Not many people know this, but when you have a steak in a nice restaurant it's often been "aged." They just let it sit there in the cooler until it starts to get mold on it. Then they scrape it off and cook it.

In the supermarket people don't like to be seen looking over the old meat. It's their ego controlling them. I could care less. If people see me buying a pack of meat with a big red tag on it, good. Maybe next time they won't be so stupid. But if you want to stay away from that meat, that's fine, too. There will still be some there when I get there. It's the same thing with picking up money off the ground People won't do it. Good. Leave it there. I want it.

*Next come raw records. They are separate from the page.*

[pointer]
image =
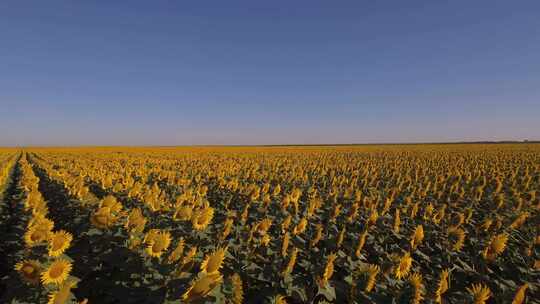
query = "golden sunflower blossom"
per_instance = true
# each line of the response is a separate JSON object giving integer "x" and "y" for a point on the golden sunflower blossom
{"x": 202, "y": 286}
{"x": 479, "y": 292}
{"x": 213, "y": 262}
{"x": 59, "y": 242}
{"x": 57, "y": 272}
{"x": 158, "y": 244}
{"x": 202, "y": 218}
{"x": 30, "y": 270}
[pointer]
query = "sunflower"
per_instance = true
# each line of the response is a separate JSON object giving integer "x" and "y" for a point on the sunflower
{"x": 404, "y": 266}
{"x": 456, "y": 237}
{"x": 328, "y": 269}
{"x": 212, "y": 262}
{"x": 519, "y": 298}
{"x": 183, "y": 213}
{"x": 237, "y": 290}
{"x": 102, "y": 218}
{"x": 495, "y": 247}
{"x": 417, "y": 237}
{"x": 442, "y": 285}
{"x": 415, "y": 280}
{"x": 480, "y": 293}
{"x": 202, "y": 219}
{"x": 36, "y": 235}
{"x": 189, "y": 255}
{"x": 279, "y": 299}
{"x": 202, "y": 286}
{"x": 227, "y": 227}
{"x": 159, "y": 244}
{"x": 62, "y": 295}
{"x": 110, "y": 201}
{"x": 361, "y": 243}
{"x": 301, "y": 227}
{"x": 30, "y": 270}
{"x": 177, "y": 253}
{"x": 292, "y": 261}
{"x": 368, "y": 273}
{"x": 57, "y": 272}
{"x": 135, "y": 221}
{"x": 59, "y": 242}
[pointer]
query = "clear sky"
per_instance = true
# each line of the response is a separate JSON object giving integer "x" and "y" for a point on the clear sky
{"x": 268, "y": 72}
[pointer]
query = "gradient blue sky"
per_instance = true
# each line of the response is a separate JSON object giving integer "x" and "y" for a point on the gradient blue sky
{"x": 268, "y": 72}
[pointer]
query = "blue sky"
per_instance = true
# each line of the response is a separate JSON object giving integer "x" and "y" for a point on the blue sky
{"x": 268, "y": 72}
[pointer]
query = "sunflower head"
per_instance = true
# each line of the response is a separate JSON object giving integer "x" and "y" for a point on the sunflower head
{"x": 367, "y": 275}
{"x": 59, "y": 242}
{"x": 238, "y": 291}
{"x": 177, "y": 253}
{"x": 202, "y": 286}
{"x": 62, "y": 295}
{"x": 36, "y": 235}
{"x": 30, "y": 270}
{"x": 479, "y": 293}
{"x": 202, "y": 219}
{"x": 212, "y": 262}
{"x": 158, "y": 244}
{"x": 57, "y": 272}
{"x": 403, "y": 266}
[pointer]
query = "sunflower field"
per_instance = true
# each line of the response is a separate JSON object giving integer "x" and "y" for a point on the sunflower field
{"x": 453, "y": 223}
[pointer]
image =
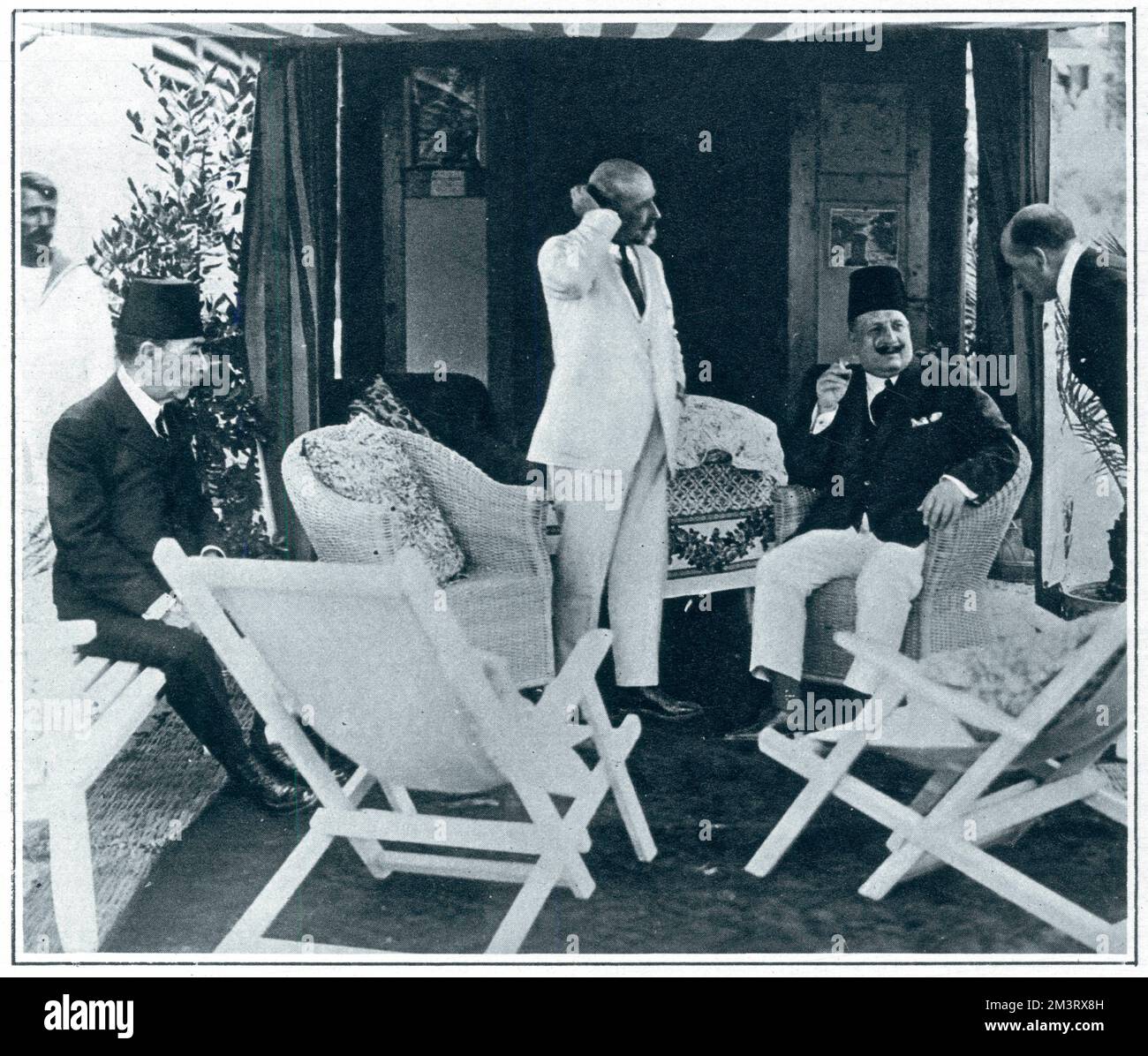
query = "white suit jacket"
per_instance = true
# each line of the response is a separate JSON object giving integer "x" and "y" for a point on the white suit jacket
{"x": 613, "y": 371}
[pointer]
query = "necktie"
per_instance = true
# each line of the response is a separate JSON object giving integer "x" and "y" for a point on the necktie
{"x": 882, "y": 402}
{"x": 631, "y": 283}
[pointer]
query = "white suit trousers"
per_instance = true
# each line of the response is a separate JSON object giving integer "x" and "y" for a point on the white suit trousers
{"x": 887, "y": 580}
{"x": 621, "y": 544}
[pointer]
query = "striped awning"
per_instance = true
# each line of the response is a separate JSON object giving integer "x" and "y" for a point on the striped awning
{"x": 336, "y": 33}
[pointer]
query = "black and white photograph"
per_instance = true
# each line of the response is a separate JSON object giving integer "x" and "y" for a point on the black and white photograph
{"x": 592, "y": 492}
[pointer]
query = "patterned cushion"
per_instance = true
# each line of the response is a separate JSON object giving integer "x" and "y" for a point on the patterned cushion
{"x": 364, "y": 464}
{"x": 380, "y": 404}
{"x": 1010, "y": 672}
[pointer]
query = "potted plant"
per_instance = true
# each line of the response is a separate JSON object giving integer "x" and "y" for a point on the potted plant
{"x": 187, "y": 224}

It's money. You've got your self respect, and I've got my self respect and the money.

A Bolillo a day

Since I started living in New Mexico full time I've fallen in love with a lot of things here, the food for example, including the Bolillo roll. Sometimes I take my lunch to work. I usually use sliced deli meat and leaf lettuce and sliced tomatoes and always put it on some kind of roll - i.e., good bread -- and usually a Bolillo roll.

If you want try a toasted Bolillo you could use a toaster oven. I have one but don't like cleaning it, so the other morning I toasted a Bolillo on the electric burner. I've done this with a gas burner, too. (I have an executive chef friend who cooks steaks on a gas burner.)

Cut the Bolillo in half and spread a little olive oil or butter on it, which tastes nice but keeps it from sticking to the burner, too. One of those basting brushes works nicely, but I don't have one right now so I just put some olive oil on my hand and spread it on with my fingertips. It doesn't take much, but if you like you can put it on a little heavy, too.

keeps the blues away

Believe me, this is a good as a weekend in Phoenix with a pretty senora.

Well. That weekend. That senora.


  1. Bolillos from Helen's Bakery are a must. A second choice are the bolillos from El Mesquite Market. Don't buy them from an American bakery/grocery store.